Steve Jobs found what he loved during roller-coaster ride at Apple

While investors worry about the impact of Steve Jobs's departure, rivals and customers pay tribute to the man who started a computing revolution out of a garage.

A redesigned iPod Nano was introduced in 2009. EPA
Powered by automated translation

"Unfortunately, that day has come."

With those carefully chosen words written in a brief letter, Steve Jobs announced his resignation as chief executive of Apple, the world's second most valuable company.

The news immediately deflated many diehard gadget fans, along with Apple's share price, which dropped as much as 7 per cent in after-hours trading and wiped out US$17.7 billion (Dh65bn) of its stock value, according to data compiled by Bloomberg News. Even executives at rival high-tech companies offered Mr Jobs credit for helping to innovate the global consumer electronics industry. "Obviously, he's been very instrumental," says Samer Abu-Ltaif, the general manager for the Gulf region at Microsoft.

Mr Jobs's decision hardly comes as a surprise to anyone in or out of Silicon Valley.

In recent years, the spotlight on Mr Jobs has closely followed his health issues, which many have speculated are related to his resignation this week. The popular, albeit at times combative, executive has famously survived a rare disease that accounts for less than 5 per cent of all pancreatic cancer cases.

Mr Jobs has also undergone a liver transplant and taken medical leaves three times in the past seven years, which has often led to sudden drops in Apple's shares upon news of his departures. That is how closely intertwined the man and the company he co-founded 35 years ago were.

In some ways, his ups and downs with his physical health have paralleled his roIler-coaster ride at Apple. The young man, who was adopted soon after birth, showed an interest in the emerging field of personal computing while in high school, but he lasted only a semester at Reed College in Portland, Oregon, before dropping out.

"You've got to find what you love," Mr Jobs told a sea of graduates at Stanford University in 2005. "Your work is going to fill a large part of your life, and the only way to be truly satisfied is to do what you believe is great work."

Mr Jobs got his own start after school in the technology industry by working for the videogame maker Atari. After pairing up with his buddy, Steve Wozniak, the two budding entrepreneurs sold some prize belongings, including a Volkswagen minibus and programmable HP calculator, to raise enough capital for their own venture.

On April's Fool Day, 1976, they co-founded Apple Computer. Back then, Mr Jobs was just a 21-year-old with a business in his family's California garage. Yet he and Mr Wozniak managed to sell Apple's first computer, for $666.66, then eventually raised enough interest to take the company public in 1980.
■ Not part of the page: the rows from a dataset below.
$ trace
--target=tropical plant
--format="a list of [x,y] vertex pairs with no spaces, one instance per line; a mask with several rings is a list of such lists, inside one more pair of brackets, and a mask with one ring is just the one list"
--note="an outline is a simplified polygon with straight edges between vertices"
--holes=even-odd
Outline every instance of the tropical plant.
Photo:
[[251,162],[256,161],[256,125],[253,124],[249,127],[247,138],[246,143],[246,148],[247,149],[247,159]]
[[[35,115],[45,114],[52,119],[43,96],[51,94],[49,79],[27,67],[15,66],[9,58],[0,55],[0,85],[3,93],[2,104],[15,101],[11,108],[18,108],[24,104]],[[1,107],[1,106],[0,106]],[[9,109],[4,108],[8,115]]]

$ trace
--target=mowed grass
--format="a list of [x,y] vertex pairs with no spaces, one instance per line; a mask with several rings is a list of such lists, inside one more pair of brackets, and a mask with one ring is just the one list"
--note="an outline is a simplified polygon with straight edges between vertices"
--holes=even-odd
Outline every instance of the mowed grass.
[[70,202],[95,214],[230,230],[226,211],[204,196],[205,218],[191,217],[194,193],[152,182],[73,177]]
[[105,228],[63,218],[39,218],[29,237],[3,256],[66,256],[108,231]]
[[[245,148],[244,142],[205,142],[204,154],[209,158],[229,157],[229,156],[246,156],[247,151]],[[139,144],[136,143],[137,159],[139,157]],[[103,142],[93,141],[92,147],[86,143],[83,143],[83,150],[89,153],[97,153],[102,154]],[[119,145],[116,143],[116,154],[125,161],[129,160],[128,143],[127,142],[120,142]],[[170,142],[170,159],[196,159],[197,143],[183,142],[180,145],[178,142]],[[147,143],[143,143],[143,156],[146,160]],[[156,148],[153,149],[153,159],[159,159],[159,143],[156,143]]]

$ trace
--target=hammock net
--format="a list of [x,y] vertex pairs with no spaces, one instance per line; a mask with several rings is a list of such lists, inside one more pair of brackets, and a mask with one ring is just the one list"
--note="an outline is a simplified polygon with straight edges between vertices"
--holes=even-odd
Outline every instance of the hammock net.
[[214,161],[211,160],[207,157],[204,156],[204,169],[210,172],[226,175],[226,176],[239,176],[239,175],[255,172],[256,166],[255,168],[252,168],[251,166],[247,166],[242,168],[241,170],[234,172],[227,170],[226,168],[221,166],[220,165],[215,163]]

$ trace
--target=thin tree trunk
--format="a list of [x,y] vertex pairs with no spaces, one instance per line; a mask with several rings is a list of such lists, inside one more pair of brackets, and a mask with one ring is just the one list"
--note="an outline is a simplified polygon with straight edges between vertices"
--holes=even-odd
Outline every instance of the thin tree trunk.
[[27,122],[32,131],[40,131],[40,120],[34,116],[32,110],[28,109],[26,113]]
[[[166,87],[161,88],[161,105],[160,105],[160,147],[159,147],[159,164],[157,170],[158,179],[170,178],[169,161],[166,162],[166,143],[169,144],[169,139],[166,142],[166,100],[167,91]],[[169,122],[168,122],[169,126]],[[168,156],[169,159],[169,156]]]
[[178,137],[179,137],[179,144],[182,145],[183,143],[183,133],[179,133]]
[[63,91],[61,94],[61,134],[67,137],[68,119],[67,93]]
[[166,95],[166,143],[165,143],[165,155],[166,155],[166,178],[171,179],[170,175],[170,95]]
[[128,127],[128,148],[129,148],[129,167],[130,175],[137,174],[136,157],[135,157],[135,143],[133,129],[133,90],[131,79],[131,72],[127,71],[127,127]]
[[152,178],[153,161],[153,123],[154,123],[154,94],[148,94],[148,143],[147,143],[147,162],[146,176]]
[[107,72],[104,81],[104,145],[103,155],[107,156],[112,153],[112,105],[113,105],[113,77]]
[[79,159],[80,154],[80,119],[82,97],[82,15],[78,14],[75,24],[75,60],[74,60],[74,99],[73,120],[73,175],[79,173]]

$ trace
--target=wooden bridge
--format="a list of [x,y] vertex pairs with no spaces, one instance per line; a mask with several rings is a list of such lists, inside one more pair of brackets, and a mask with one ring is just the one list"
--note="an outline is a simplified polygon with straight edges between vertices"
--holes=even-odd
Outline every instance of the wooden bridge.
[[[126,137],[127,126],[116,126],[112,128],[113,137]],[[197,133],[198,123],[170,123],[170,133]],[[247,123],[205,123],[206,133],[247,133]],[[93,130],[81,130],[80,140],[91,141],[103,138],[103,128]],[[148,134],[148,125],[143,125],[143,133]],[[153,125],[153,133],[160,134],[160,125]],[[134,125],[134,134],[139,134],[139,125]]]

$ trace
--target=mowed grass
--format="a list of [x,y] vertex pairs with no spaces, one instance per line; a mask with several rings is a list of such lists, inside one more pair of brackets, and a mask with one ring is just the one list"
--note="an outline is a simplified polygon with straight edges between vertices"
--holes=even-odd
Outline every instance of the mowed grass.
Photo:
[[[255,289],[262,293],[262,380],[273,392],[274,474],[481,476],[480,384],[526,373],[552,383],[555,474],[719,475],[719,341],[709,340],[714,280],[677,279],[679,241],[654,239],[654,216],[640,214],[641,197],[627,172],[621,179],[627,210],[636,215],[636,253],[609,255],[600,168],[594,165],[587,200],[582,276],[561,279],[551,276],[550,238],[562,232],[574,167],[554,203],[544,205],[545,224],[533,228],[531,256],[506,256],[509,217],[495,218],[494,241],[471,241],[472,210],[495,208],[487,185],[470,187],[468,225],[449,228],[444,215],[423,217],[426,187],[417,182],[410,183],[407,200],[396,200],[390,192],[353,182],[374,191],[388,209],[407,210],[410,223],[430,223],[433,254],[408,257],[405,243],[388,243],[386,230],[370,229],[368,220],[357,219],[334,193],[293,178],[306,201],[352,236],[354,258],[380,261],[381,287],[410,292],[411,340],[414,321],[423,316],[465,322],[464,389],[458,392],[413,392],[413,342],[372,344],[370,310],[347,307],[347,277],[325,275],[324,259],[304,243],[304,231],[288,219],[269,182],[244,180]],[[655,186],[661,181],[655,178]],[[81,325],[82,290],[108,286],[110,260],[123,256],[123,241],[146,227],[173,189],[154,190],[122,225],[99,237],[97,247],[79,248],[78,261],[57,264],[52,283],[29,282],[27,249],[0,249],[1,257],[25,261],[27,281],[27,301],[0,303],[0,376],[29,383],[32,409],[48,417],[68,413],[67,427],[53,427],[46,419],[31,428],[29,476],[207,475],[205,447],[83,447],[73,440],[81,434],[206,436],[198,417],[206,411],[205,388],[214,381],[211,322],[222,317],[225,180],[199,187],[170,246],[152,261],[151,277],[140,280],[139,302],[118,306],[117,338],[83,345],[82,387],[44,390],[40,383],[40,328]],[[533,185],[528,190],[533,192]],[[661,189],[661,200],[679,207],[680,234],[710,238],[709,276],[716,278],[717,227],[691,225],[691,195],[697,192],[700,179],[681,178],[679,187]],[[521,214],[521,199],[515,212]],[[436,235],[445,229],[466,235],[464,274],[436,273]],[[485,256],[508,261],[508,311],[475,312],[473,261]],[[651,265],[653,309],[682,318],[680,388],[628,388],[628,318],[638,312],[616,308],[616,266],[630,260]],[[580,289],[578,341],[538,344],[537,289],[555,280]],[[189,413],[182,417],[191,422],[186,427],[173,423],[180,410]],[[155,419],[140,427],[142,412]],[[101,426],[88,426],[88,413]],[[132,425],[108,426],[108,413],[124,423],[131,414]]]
But after Mr Jobs lured John Sculley away from Pepsi to head Apple, the two clashed in a power struggle, leading Mr Jobs to hand in his resignation in 1985. It would take a further 12 years before Mr Jobs would return to Apple, first as an adviser, then eventually chief executive.

Regardless of the products that Apple was working on, employees of the company have said that Mr Jobs has kept a close eye on detail - sometimes too close - they have said.

Known for being a micromanager at times, Mr Jobs oversaw small design elements and features of many Apple gadgets during their creation phase. "It's not about pop culture, and it's not about fooling people, and it's not about convincing people that they want something they don't. We figure out what we want," Mr Jobs said about the company's success a few years ago.

"And I think we're pretty good at having the right discipline to think through whether a lot of other people are going to want it, too. That's what we get paid to do."

His strategy, sales figures have shown, has clearly worked.

Many times Mr Jobs has taken to the stage in his signature blue jeans and black turtleneck to unveil products that go on to sell millions of models, whether it has been the music-playing iPod, iPhone mobile or iPad tablet.

Since his return 14 years ago, Mr Jobs has helped Apple to grow its share value from $2.08bn to $348.7bn, according to Bloomberg. Apple's stock has surged ahead more than 9,000 per cent during that time.

"People like Steve Jobs have made us ask questions a lot more," says Ashish Panjabi, the chief operating officer of Jacky's Electronics. "Who would have thought a one-button mouse was enough, when all of us were used to a three-button mouse then a two-button mouse?"

Over the years rivals in the technology manufacturing space have seen Apple grow from a niche player to a legitimate threat.

"We're always looking at Apple as a formidable competitor," says Jack Lee, the general manager for the Middle East and Africa region of Lenovo, the world's third-largest PC maker.

"When you have a competitor, you want it to be somebody who's worth for you to compete against. Apple has always been that."